Brookings Airport is a public-use airport located one nautical mile (2 km) northeast of the central business district of Brookings, a city in Curry County, Oregon, United States. It is included in the National Plan of Integrated Airport Systems for 2011–2015, which categorized it as a general aviation facility. The airport is owned by the City of Brookings. It was formerly owned by the State of Oregon, followed by Curry County, before it was acquired by the city.

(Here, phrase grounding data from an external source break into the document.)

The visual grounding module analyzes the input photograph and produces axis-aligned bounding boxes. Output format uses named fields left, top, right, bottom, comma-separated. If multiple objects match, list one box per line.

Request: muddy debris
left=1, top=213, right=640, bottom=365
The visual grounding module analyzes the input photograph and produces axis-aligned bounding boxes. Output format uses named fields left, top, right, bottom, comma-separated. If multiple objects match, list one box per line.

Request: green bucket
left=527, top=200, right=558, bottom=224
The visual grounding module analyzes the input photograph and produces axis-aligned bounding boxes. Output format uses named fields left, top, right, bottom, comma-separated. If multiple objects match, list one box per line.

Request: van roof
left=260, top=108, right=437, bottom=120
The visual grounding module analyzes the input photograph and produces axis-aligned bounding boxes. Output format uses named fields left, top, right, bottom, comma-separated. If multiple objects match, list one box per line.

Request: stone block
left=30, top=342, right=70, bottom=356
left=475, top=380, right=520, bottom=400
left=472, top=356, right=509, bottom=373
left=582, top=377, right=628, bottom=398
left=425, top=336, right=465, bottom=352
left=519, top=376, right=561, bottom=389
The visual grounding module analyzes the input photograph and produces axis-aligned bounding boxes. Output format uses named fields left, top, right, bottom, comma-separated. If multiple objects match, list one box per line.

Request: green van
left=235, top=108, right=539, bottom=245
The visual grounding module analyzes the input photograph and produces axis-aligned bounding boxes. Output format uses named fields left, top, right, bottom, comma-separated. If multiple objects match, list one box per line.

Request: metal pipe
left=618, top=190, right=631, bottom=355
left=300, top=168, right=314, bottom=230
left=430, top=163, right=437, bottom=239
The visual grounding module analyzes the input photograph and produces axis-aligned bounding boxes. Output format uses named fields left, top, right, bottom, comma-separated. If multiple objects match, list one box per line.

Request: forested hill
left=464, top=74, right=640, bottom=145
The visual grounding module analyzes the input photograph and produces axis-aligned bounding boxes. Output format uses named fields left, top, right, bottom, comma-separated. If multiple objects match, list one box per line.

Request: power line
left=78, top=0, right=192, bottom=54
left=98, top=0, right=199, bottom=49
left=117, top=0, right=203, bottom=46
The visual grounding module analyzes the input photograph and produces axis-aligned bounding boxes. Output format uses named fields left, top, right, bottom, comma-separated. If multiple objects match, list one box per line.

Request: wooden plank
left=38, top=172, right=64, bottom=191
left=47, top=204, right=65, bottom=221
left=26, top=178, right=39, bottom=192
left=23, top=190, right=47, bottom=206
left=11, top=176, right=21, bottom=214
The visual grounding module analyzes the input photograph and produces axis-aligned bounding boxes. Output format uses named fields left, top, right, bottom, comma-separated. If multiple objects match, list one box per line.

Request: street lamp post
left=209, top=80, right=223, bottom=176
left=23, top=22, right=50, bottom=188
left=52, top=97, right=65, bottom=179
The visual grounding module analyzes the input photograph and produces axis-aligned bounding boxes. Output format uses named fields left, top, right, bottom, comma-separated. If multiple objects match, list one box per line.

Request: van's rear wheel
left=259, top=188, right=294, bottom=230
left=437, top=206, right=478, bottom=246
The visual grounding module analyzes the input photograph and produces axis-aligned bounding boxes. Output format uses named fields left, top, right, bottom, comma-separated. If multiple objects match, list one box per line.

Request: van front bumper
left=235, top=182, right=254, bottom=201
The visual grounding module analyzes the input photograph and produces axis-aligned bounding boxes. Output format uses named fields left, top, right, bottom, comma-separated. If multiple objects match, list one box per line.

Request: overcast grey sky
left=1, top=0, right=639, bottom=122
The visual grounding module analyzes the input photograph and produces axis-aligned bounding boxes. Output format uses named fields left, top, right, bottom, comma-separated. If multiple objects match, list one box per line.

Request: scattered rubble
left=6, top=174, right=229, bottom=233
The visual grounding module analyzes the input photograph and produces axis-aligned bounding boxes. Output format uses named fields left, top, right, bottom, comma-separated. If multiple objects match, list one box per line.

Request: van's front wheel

== Facilities and aircraft ==
Brookings Airport covers an area of 90 acres (36 ha) at an elevation of 462 feet (141 m) above mean sea level. It has one runway designated 12/30 with an asphalt surface measuring 2,901 by 60 feet (884 x 18 m).

For the 12-month period ending July 27, 2020, the airport had 22,600 aircraft operations, an average of 62 per day: 94% general aviation, 6% air taxi, and <1% military. At that time there were 21 aircraft based at this airport: 14 single-engine, 2 multi-engine, 1 jet, and 4 helicopter.

Brookings Airport has self-service fuel, hangars, a tie-down ramp, and a pilot lounge.

== Cargo Carriers ==
The Brookings Airport has Ameriflight cargo airline service to North Bend/Coos Bay, Corvallis, and Portland.